Looking for Palladin is a small movie with a big, big actor. In a gargantuan starring role, Ben Gazzara proves once again why he’s endured as one of the screen’s most popular and powerful performers for more years than the snow on top of his head gives away. After countless films, he has, at 79, forgotten nothing about how to grab you by the throat and hold you there until you cry uncle. And you are always, gratefully, better off for it.
Written and directed by Poland’s Andrzej Krakowski, Looking for Palladin is the first movie filmed in Guatemala by an outsider since Tarzan and the Green Goddess with Bruce Bennett in 1938. Need I remind you it is a vast improvement from nose to knee?
Mr. Gazzara plays Jack Palladin, an aging two-time Oscar winner who gave up acting eons ago, vanished from the movie business and settled in a quaint, dusty little colonial village named Antigua that doesn’t stand out on the tourist maps and where autograph hunters are rare as pink alligators. His life is pleasant, cloudless and so devoid of stress that he just might live forever. For companionship, he shares an elegant house with a waitress who loves him (Talia Shire). For kicks, he’s a cook at the Café Viejo, a local restaurant. And for peace, he’s got a new definition of retirement. Until, that is, his oasis is invaded by an arrogant, obnoxious, lower-rung Hollywood talent agent named Josh Ross (David Moscow), dispatched to Guatemala to find the reclusive actor and offer him a one-million-dollar cameo in a remake of one of his most famous films, to be shot on location in Italy. A brash, rude Hollywood import in imitation Gucci loafers and a lot of attitude is hard to overlook in a sleepy hamlet like Antigua, and for the first part of the movie the locals do their best to degrade and detour the guy, especially in all of Palladin’s local haunts, where he’s protected by a gang of pals, including the chief of police (Pedro Armendáriz Jr.), the shoeshine boy, the waiters and a group of American expatriate filmmakers who are planning a film of their own with Palladin as the star. Ross is too young to remember many of the classics in Palladin’s golden years, and he doesn’t even know what the actor looks like—a real disadvantage when he sometimes stands next to him in the same room without even knowing it. Two other obstacles to the kid’s success: Palladin was once married to his actress mother, which makes him the old ham’s reluctant stepson, and he’s oblivious to the fact that Palladin doesn’t want a comeback, even for a million dollars, a healthy per diem and four first-class plane tickets to Rome.

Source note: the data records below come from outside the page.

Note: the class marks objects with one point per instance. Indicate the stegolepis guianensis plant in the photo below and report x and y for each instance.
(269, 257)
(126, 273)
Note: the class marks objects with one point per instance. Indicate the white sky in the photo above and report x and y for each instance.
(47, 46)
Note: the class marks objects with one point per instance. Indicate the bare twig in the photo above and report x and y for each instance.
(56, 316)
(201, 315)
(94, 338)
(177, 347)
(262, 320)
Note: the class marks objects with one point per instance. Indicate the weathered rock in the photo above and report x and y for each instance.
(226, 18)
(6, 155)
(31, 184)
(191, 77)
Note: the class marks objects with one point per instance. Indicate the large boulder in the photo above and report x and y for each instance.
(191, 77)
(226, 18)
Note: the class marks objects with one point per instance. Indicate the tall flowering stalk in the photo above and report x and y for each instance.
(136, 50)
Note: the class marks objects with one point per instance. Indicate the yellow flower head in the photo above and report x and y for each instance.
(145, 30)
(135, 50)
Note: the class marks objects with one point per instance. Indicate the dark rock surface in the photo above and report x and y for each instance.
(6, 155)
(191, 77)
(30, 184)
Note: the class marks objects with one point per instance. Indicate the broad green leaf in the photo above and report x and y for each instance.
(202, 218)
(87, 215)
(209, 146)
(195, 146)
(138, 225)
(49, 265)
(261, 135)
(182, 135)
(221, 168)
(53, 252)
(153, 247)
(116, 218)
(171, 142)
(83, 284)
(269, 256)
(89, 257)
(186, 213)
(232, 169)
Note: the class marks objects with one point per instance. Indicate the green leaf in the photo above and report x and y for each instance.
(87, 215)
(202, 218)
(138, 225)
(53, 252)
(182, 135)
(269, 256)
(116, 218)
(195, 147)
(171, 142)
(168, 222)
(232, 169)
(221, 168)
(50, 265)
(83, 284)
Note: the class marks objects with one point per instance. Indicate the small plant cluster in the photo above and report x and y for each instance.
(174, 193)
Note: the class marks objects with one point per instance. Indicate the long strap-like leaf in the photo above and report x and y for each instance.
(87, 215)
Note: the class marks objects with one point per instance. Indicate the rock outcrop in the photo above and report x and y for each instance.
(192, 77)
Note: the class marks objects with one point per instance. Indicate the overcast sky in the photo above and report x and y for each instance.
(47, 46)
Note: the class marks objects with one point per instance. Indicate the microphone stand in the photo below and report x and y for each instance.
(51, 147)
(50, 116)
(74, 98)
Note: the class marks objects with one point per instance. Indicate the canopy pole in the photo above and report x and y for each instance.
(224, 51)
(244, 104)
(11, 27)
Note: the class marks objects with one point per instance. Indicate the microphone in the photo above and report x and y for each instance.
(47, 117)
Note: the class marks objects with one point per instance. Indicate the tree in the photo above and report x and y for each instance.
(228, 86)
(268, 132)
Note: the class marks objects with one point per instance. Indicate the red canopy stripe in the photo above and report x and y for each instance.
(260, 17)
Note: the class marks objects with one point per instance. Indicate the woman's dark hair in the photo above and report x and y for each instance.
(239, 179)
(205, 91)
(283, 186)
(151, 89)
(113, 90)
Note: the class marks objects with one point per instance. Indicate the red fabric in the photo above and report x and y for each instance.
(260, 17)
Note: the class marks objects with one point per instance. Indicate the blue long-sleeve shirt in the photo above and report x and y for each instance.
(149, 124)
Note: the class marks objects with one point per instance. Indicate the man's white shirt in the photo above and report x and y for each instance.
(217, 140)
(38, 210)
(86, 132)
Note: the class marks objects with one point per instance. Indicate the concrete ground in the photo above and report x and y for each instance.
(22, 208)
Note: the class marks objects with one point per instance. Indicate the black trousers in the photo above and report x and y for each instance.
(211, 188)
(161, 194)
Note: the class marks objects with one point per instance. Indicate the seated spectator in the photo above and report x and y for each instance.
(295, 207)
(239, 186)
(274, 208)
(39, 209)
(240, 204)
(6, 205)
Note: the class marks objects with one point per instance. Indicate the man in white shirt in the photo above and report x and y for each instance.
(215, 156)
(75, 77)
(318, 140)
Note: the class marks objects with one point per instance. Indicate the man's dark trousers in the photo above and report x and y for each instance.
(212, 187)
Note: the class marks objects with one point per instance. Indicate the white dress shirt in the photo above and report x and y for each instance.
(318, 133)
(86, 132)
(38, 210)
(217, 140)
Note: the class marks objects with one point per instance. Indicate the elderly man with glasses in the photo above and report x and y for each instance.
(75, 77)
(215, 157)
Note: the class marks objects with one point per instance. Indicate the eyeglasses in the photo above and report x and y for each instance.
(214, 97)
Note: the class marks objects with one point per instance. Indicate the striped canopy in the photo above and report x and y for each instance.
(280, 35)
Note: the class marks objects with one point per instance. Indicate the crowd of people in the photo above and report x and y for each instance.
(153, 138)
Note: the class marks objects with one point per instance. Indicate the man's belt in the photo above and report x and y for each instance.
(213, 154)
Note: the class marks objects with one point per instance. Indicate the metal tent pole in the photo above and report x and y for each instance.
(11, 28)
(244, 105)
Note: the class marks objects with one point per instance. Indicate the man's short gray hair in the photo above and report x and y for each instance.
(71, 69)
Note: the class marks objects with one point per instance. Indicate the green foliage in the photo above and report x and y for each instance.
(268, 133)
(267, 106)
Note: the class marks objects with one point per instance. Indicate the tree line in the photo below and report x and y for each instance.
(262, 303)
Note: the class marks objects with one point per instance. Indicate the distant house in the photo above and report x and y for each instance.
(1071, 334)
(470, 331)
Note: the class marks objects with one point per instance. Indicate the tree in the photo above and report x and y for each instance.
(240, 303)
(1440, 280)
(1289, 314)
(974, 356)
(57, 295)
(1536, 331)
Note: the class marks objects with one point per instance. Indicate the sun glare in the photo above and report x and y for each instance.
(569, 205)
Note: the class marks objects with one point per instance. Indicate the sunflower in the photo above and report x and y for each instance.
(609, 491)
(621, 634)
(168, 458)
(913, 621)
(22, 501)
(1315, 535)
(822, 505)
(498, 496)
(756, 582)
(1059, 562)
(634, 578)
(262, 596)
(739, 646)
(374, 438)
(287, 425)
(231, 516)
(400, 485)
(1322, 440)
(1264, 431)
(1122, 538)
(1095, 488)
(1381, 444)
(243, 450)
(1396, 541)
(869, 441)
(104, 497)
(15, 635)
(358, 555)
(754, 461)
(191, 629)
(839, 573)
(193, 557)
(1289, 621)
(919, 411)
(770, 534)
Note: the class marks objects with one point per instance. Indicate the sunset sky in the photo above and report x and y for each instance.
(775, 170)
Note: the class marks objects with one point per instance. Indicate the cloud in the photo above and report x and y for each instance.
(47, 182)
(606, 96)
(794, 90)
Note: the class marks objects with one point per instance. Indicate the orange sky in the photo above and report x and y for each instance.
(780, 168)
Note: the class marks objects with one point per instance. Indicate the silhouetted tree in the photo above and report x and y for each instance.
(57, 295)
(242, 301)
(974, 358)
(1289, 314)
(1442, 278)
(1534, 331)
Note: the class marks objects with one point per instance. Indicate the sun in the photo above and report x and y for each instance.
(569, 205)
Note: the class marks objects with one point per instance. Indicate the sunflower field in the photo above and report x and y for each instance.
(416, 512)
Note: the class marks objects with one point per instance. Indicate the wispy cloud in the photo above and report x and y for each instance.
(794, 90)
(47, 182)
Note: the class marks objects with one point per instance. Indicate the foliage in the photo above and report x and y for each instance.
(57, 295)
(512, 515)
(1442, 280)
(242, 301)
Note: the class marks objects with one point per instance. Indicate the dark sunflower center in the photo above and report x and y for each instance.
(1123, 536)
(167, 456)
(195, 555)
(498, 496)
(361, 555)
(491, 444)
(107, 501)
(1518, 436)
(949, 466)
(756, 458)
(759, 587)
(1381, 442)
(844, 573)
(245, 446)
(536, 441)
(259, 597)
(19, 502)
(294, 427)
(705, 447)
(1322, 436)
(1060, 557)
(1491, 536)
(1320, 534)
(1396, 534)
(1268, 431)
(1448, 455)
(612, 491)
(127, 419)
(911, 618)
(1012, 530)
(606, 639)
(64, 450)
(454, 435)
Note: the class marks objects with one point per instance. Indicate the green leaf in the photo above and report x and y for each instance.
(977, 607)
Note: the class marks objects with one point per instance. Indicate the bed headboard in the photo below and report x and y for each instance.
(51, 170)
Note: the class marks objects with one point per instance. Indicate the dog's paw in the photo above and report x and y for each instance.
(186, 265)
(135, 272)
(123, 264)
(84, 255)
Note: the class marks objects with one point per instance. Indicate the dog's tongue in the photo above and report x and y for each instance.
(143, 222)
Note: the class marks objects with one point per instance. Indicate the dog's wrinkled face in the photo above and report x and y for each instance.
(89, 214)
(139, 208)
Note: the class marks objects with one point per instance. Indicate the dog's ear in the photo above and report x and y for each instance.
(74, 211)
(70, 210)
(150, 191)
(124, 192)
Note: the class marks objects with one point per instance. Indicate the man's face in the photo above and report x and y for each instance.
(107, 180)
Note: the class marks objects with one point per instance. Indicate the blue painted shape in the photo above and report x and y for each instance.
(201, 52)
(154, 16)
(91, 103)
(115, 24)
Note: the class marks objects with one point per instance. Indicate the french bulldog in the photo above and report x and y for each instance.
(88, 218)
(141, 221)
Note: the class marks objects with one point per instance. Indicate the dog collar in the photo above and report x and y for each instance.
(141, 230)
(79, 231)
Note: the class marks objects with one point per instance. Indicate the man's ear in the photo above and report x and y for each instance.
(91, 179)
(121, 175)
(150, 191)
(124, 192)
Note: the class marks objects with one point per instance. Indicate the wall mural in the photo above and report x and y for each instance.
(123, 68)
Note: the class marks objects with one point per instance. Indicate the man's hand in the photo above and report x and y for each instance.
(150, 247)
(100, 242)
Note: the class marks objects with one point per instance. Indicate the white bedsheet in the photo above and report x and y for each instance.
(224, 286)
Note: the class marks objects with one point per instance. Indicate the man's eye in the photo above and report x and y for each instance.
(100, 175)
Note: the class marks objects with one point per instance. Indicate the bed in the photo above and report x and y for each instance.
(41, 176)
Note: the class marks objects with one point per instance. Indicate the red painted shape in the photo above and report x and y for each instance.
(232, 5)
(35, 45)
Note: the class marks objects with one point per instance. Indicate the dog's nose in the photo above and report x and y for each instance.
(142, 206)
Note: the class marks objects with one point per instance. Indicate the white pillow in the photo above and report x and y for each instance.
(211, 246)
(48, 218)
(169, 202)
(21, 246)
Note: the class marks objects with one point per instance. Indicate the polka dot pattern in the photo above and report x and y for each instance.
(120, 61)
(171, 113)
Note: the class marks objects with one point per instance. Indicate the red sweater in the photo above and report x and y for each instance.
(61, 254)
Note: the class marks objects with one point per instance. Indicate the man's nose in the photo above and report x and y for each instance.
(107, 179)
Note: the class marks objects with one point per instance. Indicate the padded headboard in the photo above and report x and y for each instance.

The movie takes a long time to make you sort out all of these people—and care. When the unlikely father and stepson finally connect, the movie turns slightly sticky with lumpy revelations and uncomfortable insights. But the acting is uniformly superb, like a reunion of cowboy actors at a dude-ranch barbecue. The cinematography beautifully captures the dramatic hues of the gorgeous textiles, shifting moods and architectural splendors of Guatemala, which is neither South America nor Mexico, but a magical combination of both, with azure skies and buildings of saffron yellow and chili-pepper red paint. Some of the writing is excellent; the scene in which Palladin relives the night his wife (and the boy’s self-centered, indifferent mother) died in his arms is as good a description of love and death as I’ve ever heard onscreen. Looking for Palladin has truthfulness on its side, as well as a major asset most films would throw in half of their European distribution royalties for—and I do mean Mr. Gazzara. As Jack Palladin, a dinosaur from another era preserved in art cinemas and on TCM, he’s half–Father Christmas and half–Walter Brennan. This may be a small movie, but it hands Mr. Gazzara a role that gives him plenty of room to live up to his reputation as a genuine movie icon. Warm, versatile, big-hearted, he’s an actor who acts with his arms wide open.